DA leader John Steenhuisen and his advisors know that an ANC-EFF coalition is avoided in only one of two ways: either the ANC wins the election or the moonshot coalition does, says the writer. File photo.
DA leader John Steenhuisen and his advisors know that an ANC-EFF coalition is avoided in only one of two ways: either the ANC wins the election or the moonshot coalition does, says the writer. File photo. (Thapelo Morebudi)

There’s one thing about the DA’s flag-burning advert that makes a certain kind of sense, and one thing that is, as the Americans say, dumber than a bag of hammers.

The DA has been very clear about the tentpole on which it has hung its campaign this year. According to John Steenhuisen, unless South Africans “come out in their millions” for the DA or its coalition partners, South Africa is likely to be blighted with an ANC-EFF marriage, a so-called doomsday coalition.

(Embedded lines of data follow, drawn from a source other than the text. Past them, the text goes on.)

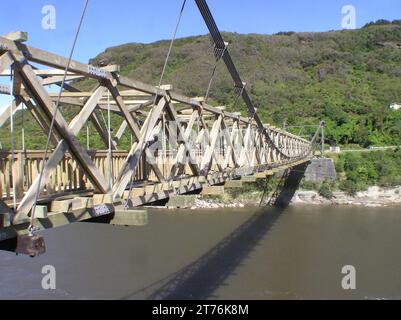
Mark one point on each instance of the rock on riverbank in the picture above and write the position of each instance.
(373, 197)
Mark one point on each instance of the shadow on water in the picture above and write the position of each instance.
(202, 277)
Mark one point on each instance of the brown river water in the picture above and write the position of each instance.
(249, 253)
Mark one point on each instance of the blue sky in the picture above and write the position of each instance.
(110, 23)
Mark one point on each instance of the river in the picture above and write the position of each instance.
(249, 253)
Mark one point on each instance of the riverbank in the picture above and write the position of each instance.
(373, 197)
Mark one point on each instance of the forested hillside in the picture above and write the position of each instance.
(348, 78)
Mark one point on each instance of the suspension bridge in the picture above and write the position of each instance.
(180, 144)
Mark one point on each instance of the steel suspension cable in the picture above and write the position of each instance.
(12, 139)
(160, 83)
(43, 169)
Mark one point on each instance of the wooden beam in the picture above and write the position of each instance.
(137, 149)
(112, 86)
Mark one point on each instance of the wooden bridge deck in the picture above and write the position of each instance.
(179, 144)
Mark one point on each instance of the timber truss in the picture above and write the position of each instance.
(179, 143)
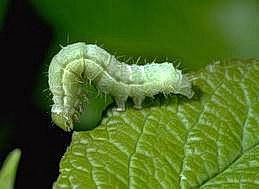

Personally, I don’t think such a coalition is a certainty if the ANC falls below 50%. If the ANC does lose its majority, it will want a partner or partners it can quietly dominate, not a party that will take intense pleasure in loudly and publicly forcing the ANC to dance to its tune.

I suspect the ANC will do anything it can to avoid inviting the EFF into the corridors of power, and if it falls just short, to, say, 49%, it will probably exhaust all other options — like cobbling together the extra one percent from parties like the African Transformation Movement, the Patriotic Alliance and GOOD — before it turns to a jubilant Julius Malema.

In 2019 about 10-million registered voters didn’t show up. That’s an entire ANC waiting to be persuaded to vote. Any party or coalition that claims a large chunk of that bloc can win on May 29

Still, I’m neither a soothsayer nor a pollster. It’s very possible that Ipsos and Steenhuisen are right, and that the ANC is going to fall to something around 44%, with the EFF getting around 11%, adding up to a ruinous coalition with 55% of the vote.

So how does the DA’s moonshot pact defuse that bomb?

As I’ve outlined above, reducing the doomsday coalition to anything in the high 40-percents will simply force it to add a few extra coalition partners, possibly even Jacob Zuma’s MKP. And even that is virtually impossible for the DA to achieve: if the turnout is similar to 2019, reducing the ANC-EFF bloc to 49% would require roughly 1-million ANC and EFF voters to defect to the DA.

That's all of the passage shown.